Lack of vitamin D has been independently linked to steatosis in subjects with fatty liver and normal enzyme profiles.116 A recent meta-analysis concluded that most subjects with nonalcoholic fatty liver are deficient in vitamin D.117 Some studies suggest that administration of high-dose vitamin D might lower the risk of liver steatosis in healthy persons.118

At present, it is not possible to draw conclusions about the efficacy of treatment in nonalcoholic fatty liver disease (excluding nonalcoholic steatohepatitis), although various approaches sound promising. Indeed, it should be stressed that most studies are of average quality, and importantly, mid-term or long-term clinical studies are essentially missing in this field.119 Moreover, mainly surrogate parameters, such as blood lipids or plasma hepatic enzymes, have been measured, but final clinical outcomes, such as prevention or reversal of cardiometabolic syndrome, are lacking, in particular for vascular disorders.

Conclusion

The anatomic position of the liver confers to this organ a central role in the regulation of nutrient absorption, handling, and redistribution. Consequently, it also has a key role in glucose homeostasis, being able to trap or liberate either stored or newly synthesized glucose, functions which are under the control of many mechanisms and more particularly insulin, to which it is exquisitely sensitive. The quantity and quality of absorbed food closely determines hepatic insulin sensitivity. Visceral fat also directly influences these processes. The liver also exchanges information with peripheral organs, notably skeletal muscle, in an ongoing manner. Excess calories from sugars or lipids, and also from qualitative alimentary components, eg, trans fatty acids and high fructose, directly induce hepatic inflammation and/or oxidative stress and hepatic steatosis.

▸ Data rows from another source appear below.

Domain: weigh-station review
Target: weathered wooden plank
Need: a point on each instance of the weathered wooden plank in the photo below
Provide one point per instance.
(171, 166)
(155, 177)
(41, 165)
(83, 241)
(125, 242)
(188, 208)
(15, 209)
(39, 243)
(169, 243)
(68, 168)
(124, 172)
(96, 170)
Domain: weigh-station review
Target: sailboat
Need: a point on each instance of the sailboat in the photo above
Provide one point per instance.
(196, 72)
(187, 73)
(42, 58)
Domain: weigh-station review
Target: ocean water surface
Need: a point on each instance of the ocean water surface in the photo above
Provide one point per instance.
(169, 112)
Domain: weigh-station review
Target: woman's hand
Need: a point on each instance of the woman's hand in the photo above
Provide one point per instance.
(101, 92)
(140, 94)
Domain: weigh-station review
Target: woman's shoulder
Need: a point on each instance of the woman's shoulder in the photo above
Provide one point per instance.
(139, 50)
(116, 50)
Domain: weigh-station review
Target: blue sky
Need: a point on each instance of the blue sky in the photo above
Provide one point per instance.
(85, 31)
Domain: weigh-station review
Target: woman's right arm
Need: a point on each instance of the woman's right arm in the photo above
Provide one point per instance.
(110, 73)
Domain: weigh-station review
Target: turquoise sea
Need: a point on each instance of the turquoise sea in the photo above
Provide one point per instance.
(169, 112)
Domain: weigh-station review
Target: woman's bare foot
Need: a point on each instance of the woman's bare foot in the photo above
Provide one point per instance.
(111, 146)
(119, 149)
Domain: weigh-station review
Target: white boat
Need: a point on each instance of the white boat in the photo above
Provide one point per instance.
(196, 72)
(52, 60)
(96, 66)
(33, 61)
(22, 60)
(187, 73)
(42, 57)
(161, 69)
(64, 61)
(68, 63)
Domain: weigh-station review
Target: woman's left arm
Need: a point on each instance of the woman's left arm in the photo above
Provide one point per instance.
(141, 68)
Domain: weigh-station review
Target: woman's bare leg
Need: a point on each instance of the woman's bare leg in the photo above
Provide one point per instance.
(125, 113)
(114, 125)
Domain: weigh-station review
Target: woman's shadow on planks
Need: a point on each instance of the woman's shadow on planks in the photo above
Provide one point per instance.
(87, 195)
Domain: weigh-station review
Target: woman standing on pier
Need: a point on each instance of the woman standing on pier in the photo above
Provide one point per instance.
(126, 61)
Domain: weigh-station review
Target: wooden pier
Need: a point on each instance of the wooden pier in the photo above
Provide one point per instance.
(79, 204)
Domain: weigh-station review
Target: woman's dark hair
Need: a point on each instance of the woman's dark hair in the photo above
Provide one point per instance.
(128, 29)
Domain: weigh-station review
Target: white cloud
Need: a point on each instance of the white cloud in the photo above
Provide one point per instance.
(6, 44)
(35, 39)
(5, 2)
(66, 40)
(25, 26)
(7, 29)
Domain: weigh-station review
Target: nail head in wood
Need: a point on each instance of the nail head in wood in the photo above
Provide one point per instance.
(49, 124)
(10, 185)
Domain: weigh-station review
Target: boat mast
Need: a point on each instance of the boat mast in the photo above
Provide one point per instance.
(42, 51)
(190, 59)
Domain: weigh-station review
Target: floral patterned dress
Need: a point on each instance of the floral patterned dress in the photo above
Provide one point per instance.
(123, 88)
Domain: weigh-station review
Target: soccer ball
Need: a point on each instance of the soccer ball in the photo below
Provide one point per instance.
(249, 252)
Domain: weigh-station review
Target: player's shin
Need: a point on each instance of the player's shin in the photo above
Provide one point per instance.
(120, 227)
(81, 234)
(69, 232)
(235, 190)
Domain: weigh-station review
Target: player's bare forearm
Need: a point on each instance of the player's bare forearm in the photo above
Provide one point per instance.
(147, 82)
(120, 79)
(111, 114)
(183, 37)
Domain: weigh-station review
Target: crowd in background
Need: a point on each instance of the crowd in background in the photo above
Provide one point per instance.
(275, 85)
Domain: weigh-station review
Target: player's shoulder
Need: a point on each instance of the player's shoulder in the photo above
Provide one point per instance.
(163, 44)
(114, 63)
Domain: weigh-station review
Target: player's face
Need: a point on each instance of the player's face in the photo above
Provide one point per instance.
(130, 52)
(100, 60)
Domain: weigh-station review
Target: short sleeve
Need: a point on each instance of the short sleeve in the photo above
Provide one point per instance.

It is now clear that a large proportion of prediabetic individuals have excessive fat accumulation in the liver, a situation which can be detected easily by measuring plasma hepatic enzymes or ultrasound imaging of the liver. Liberation by the liver of inflammatory factors, products of oxidative stress, and triglycerides impacts the vascular system, notably the heart. Therapeutic prevention can be achieved by insulin sensitizers (mainly metformin) and possibly the statins and vitamin D. However, the long-term efficacy of these treatments remains to be demonstrated. The recent recognition of increased intestinal permeability (leaky gut), which enables access of unfavorable gut factors to the liver, is another very promising therapeutic strategy, either by eating pro/prebiotics or by administering treatments specifically dedicated to blocking intestinal permeability.